Predictors of Abdominal Pain in Depressed Pediatric Crohn's Disease Patients (Abstract #453)
Psychological factors, especially depression, play a significant role in abdominal pain in children and adolescents with Crohn's Disease (CD); especially when the disease activity is well-controlled, according to new research from the Children's Hospital of Pittsburgh. The findings are important because they may help physicians develop more effective treatment strategies and prevent children from having recurring pain into adulthood, leading to improved quality of life and decreased medical costs. Investigators say this shows that the brain better controls pain than the gut in some adolescents with gastrointestinal disorders such as inactive inflammatory bowel disease (IBD); diarrhea and parental distress are less robust predictors.
Dr. Srinath will present these data on Sunday, May 8, at 10:30 a.m.
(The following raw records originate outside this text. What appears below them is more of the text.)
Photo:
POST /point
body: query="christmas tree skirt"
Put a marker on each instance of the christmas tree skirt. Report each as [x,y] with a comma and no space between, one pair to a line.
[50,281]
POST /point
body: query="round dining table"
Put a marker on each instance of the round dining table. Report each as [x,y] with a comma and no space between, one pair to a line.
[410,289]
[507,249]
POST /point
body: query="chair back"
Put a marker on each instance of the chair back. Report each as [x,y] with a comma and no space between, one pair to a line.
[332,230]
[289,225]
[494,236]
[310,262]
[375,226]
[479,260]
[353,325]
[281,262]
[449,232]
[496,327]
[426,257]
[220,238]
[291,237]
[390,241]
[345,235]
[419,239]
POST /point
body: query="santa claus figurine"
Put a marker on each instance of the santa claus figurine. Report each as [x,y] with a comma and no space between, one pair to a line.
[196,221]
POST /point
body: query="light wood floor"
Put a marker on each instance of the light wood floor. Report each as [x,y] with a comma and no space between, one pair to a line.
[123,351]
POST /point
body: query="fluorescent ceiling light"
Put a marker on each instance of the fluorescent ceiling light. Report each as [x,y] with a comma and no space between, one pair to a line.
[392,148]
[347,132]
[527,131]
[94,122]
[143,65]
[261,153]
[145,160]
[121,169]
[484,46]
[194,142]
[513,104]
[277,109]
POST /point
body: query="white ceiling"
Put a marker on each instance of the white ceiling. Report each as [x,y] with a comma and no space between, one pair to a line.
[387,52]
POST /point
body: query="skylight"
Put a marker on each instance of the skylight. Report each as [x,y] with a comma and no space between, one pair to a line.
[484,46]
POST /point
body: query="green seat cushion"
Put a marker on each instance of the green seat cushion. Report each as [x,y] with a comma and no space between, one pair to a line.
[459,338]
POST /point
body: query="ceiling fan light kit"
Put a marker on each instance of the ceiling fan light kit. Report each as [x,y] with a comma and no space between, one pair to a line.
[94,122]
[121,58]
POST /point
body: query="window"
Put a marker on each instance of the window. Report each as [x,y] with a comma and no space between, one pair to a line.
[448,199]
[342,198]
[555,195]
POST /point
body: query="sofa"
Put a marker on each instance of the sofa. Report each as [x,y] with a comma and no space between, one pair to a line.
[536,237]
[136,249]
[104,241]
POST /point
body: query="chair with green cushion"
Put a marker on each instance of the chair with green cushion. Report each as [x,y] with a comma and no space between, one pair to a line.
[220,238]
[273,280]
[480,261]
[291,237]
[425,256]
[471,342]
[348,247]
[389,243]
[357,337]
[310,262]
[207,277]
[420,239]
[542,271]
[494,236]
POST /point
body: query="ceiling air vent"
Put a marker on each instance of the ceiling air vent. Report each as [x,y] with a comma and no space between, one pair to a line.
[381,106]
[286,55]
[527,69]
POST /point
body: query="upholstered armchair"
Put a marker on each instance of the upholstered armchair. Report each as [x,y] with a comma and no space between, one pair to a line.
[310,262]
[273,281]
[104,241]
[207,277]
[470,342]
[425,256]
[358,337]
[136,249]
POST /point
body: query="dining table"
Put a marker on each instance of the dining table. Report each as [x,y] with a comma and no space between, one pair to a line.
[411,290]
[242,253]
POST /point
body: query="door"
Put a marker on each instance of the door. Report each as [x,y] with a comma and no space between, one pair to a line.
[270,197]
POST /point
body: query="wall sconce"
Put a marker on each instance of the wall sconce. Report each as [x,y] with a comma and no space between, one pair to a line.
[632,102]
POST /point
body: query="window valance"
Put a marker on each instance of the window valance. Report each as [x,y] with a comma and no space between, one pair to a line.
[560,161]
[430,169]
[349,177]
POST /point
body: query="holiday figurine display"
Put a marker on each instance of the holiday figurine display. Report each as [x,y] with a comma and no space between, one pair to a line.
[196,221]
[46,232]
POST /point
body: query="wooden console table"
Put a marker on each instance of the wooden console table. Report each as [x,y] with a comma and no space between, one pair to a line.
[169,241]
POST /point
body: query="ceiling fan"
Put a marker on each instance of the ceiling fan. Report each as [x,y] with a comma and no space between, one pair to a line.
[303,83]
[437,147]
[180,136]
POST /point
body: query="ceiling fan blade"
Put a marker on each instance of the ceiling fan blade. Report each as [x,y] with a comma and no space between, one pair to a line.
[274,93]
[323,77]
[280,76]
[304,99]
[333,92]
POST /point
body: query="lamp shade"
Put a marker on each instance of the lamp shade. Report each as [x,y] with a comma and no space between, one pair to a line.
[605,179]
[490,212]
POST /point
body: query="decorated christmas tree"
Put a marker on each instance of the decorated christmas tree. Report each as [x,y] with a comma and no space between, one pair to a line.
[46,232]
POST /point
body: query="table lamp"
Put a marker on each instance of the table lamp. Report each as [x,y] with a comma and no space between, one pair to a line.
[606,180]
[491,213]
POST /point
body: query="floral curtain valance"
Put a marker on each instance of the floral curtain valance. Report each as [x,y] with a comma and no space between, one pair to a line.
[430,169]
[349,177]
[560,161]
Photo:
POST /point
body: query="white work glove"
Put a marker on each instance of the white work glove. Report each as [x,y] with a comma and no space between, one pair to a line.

CT in S402, McCormick Place.
Physical Activity Reduces Risk for Colon Polyps in a Multiethnic Colorectal Cancer Screening Population (Abstract #Su1545)
Even an hour per week of low-intensity exercise decreases the risk for colon polyps, particularly among overweight and obese individuals, according to researchers at New York University Langone Medical Center.
Previous research has indicated that physical activity may be a protective factor in the development of colon cancer, but studies have not looked at its impact within different racial and ethnic groups. This study enrolled 982 middle-aged patients at a municipal hospital that serves a diverse low-income community, more than half were Hispanic, 20 percent were Asian, and 15 percent were African American.
Dr. Sanchez will present these data on Sunday, May 8, at 8:00 a.m. CT in South Hall, McCormick Place.